Muss man in Bezug auf diese Band wirklich noch allzu viele Worte verlieren? Ich hoffe nicht. Schließlich haben sich jene vier smarten Knaben aus Kassel während des ersten Jahrzehnts ihres Bestehens zum einen durch stets grandiose Live-Shows, zum anderen aber auch mittels eines ordentlichen Stapels äußerst exquisiter Tonträger einen Status erarbeitet, der sie wahrlich weit über unsere Landesgrenzen hinaus als eine der formidabelsten Retro-Rockabilly-meets-60s-Beat-Combos schlechthin ausweist! Dass sich die MONTESAS dabei nicht nur bei der Schmalzlocken- und Krawattenträgerfraktion höchster Sympathiewerte erfreuen, sondern auch unter einem großen Teil von Punkrockern wohl gelitten sind, ist, mal abgesehen von deren musikalischer Brillanz, gewiss auch der Tatsache geschuldet, dass es sich bei ihnen um ausgesprochen liebenswerte und auch angenehm unarrogante Zeitgenossen handelt.
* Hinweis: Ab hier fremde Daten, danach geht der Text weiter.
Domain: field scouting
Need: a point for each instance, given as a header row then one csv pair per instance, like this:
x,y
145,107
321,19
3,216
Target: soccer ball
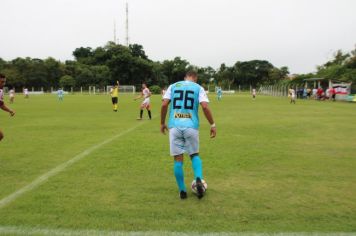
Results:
x,y
194,186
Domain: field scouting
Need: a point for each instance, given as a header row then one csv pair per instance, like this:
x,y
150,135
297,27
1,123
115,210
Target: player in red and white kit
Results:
x,y
2,104
145,94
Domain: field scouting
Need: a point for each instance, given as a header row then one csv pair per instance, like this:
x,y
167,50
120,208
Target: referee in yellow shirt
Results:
x,y
114,92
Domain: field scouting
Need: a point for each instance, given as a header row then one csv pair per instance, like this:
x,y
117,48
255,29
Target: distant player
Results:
x,y
26,93
114,92
145,94
60,94
292,95
163,92
12,95
219,93
254,94
2,104
183,99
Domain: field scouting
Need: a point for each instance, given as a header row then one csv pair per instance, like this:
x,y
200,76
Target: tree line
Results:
x,y
342,67
103,66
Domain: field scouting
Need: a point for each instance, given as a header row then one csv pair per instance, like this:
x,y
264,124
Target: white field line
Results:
x,y
14,230
43,178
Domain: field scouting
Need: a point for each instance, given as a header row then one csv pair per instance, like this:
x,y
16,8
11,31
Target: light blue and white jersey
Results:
x,y
185,97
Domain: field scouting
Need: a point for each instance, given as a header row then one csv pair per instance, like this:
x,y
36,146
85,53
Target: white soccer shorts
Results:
x,y
183,140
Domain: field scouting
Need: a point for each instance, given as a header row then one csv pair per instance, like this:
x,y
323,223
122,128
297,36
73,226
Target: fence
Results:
x,y
274,90
89,90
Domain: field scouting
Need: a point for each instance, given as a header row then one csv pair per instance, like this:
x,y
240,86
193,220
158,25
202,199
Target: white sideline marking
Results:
x,y
45,231
40,180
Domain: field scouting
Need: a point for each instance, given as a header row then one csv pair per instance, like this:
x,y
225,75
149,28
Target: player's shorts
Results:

Hinsichtlich des Erscheinens von „Aloha From Alpha-Centauri“, der lang ersehnten ersten Schallplatte seit knapp drei Jahren, führte ich folgendes Interview mit Marcel Bontempi.

Zunächst einmal herzlichste Glückwünsche zum Jubiläum: Zehn Jahre MONTESAS – ist das wirklich wahr?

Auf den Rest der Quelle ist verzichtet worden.